Lancement de la campagne «Suis-je le numéro 12 ?»

Lancement de la campagne «Suis-je le numéro 12 ?»

Une personne sur douze vie avec l’hépatite B ou C. Une situation alarmante d’autant plus que la majorité des gens infectées l’ignorent. A quelques jours de la journée mondiale de l’hépatite célébrée le 19 mai, SOS hépatites Maroc en collaboration avec l’Alliance mondiale  de l’hépatite et plus de 200 groupes de patient ont lancé une campagne virale mondiale. La campagne « Suis-je le numéro 12 ? » a déjà démarré dans 55 pays et des campagnes de grande envergure sont coordonnées de Sydney à Casablanca  et de Beijing à Buenos Aires. Des cartes postales, des affiches et des bannières publicitaires seront disponibles en plus de 40 langues. Cette campagne virale est destinée à aider les gens à prendre conscience que 500 millions de personnes sont actuellement infectées par l’hépatite B ou C. «L’hépatite C est une maladie silencieuse qui touche entre 1,7 et 2% de la population marocaine soit 200.000 à 300.000 personnes. L’objectif de cette campagne est de sensibiliser les citoyens au diagnostic précoce. Le 19 mai, toute personne qui le désire pourra se faire dépister gratuitement », indique le Pr Driss Jamil, président de SOS hépatites Maroc et de la Fédération maghrébine des hépatites. Les hépatites virales continuent à sévir dans notre pays en l’absence d’un plan national pour lutter contre ce fléau. En plus, des centaines de malades se retrouvent privés du traitement en raison des coûts qui restent inabordables pour les personnes qui ne disposent pas de couverture sociale. Pour ceux qui sont affiliés à la CNSS, ces derniers ne récupèrent que 70% des coûts. Les 30% restants sont à leur charge. Ce qui revient à dire qu’ils n’ont toujours pas accès aux soins. « Cette campagne est une occasion capitale afin de mettre la lumière sur la prise en charge des hépatites au Maroc notamment pour les assurés de la CNSS qui refuse toujours de couvrir les traitements des hépatites à 100% ainsi que pour la population démunie qui attend la mise en place du RAMED. Ce qui permettra de sauver des centaines de malades atteints d’hépatites virales d’une mort certaine », affirme Pr Jamil  avant d’ajouter que « le traitement de l’hépatite C est extrêmement coûteux. Il faut compter 12.000 dirhams par mois sachant que le traitement s’étale sur une durée comprise entre 6 mois et 1 an».

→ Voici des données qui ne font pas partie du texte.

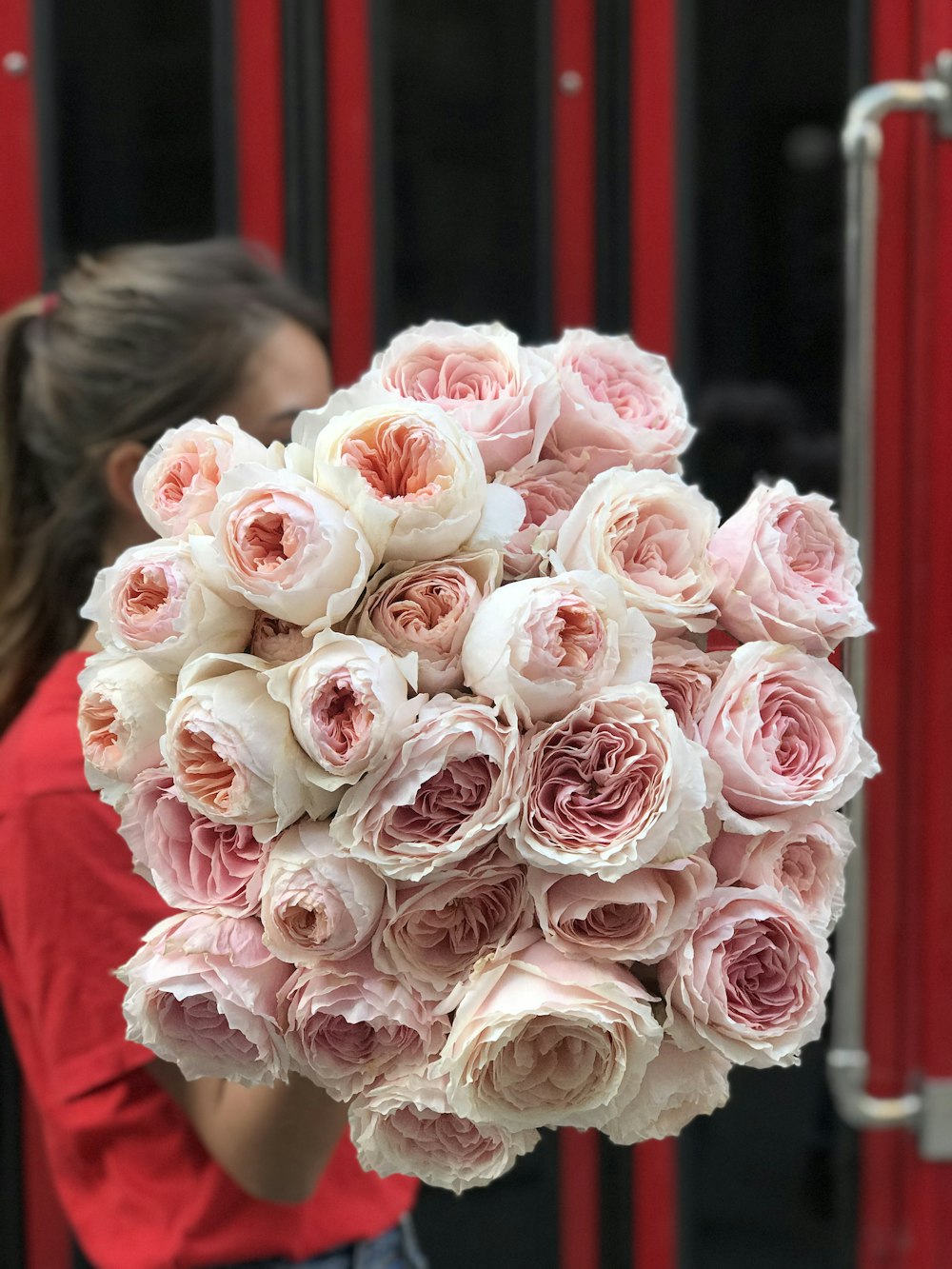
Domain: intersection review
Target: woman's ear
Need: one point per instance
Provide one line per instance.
(121, 466)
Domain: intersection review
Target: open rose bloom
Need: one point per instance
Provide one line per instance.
(417, 723)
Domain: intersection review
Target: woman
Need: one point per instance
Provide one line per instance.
(154, 1172)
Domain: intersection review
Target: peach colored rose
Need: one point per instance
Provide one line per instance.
(636, 917)
(784, 731)
(503, 395)
(650, 532)
(446, 792)
(348, 1025)
(540, 1039)
(788, 571)
(154, 602)
(407, 1127)
(611, 787)
(316, 903)
(548, 643)
(177, 484)
(193, 862)
(749, 980)
(620, 405)
(202, 991)
(426, 609)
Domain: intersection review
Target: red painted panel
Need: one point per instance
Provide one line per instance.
(653, 194)
(349, 187)
(259, 113)
(21, 267)
(574, 164)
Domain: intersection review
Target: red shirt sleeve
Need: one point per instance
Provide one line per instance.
(74, 913)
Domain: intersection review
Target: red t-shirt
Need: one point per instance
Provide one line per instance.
(137, 1185)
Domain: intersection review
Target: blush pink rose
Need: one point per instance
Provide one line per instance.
(285, 547)
(202, 991)
(407, 471)
(543, 1040)
(547, 643)
(749, 980)
(348, 1025)
(636, 917)
(783, 728)
(650, 532)
(407, 1127)
(807, 863)
(446, 792)
(503, 395)
(348, 702)
(433, 933)
(152, 602)
(685, 678)
(426, 609)
(316, 903)
(620, 405)
(678, 1086)
(611, 787)
(193, 862)
(788, 571)
(177, 483)
(121, 720)
(548, 491)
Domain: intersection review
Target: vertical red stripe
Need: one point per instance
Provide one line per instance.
(579, 1241)
(653, 195)
(574, 164)
(259, 113)
(349, 187)
(21, 267)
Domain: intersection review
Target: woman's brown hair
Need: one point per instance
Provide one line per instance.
(136, 340)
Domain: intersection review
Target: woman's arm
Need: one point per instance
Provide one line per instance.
(274, 1142)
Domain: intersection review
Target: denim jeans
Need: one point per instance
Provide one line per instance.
(396, 1249)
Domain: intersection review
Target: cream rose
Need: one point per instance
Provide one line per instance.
(650, 532)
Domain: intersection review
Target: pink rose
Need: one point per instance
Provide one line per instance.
(154, 602)
(348, 1025)
(348, 702)
(177, 483)
(231, 749)
(547, 643)
(788, 571)
(121, 720)
(806, 863)
(202, 991)
(783, 728)
(446, 792)
(433, 933)
(650, 532)
(543, 1040)
(503, 395)
(636, 917)
(620, 405)
(685, 678)
(407, 471)
(548, 491)
(407, 1127)
(749, 980)
(192, 861)
(286, 547)
(678, 1086)
(316, 903)
(277, 641)
(611, 787)
(428, 609)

Pour le président de l’Alliance mondiale de l’hépatite, Charles Gore, l’hépatite virale qui tue chaque année 15 million  de personnes ne peut plus continuer à être ignorée. «Nous visons, grâce à la campagne et aux activités de suis-je le numéro 12 ? à mettre l’hépatite B et C sur la liste des soins de santé», souligne M. Gore. Et d’ajouter que « Nous croyons que, à moins que la sensibilisation n’augmente, nous ne ferons aucun progrès dans la réduction du grand nombre de décès à cause de ces hépatites. Elles devraient avoir le même profil que le VIH/sida, le paludisme ou la tuberculose et devraient être classées à côté de ces maladies dans les objectifs du millénaire de l’OMS ».
Pour rappel, l’hépatite est une maladie du foie qui signifie «inflammation du foie». Elle peut être causée par des infections virales, des parasites, des bactéries, des produits chimiques, une maladie auto-immune, des drogues ou l’alcool. L’hépatite C, qui peut provoquer des dégâts du foie et éventuellement un cancer du foie ou une défaillance hépatique, se transmet principalement par voie sanguine. Il faut être extrêmement vigilant sur certaines pratiques à hauts risques : utilisation de seringues à usage multiple, mauvaise stérilisation de matériel d’endoscopie ou de chirurgie (soins dentaires), mais aussi pratique de tatouage ou du piercing avec du matériel non jetable.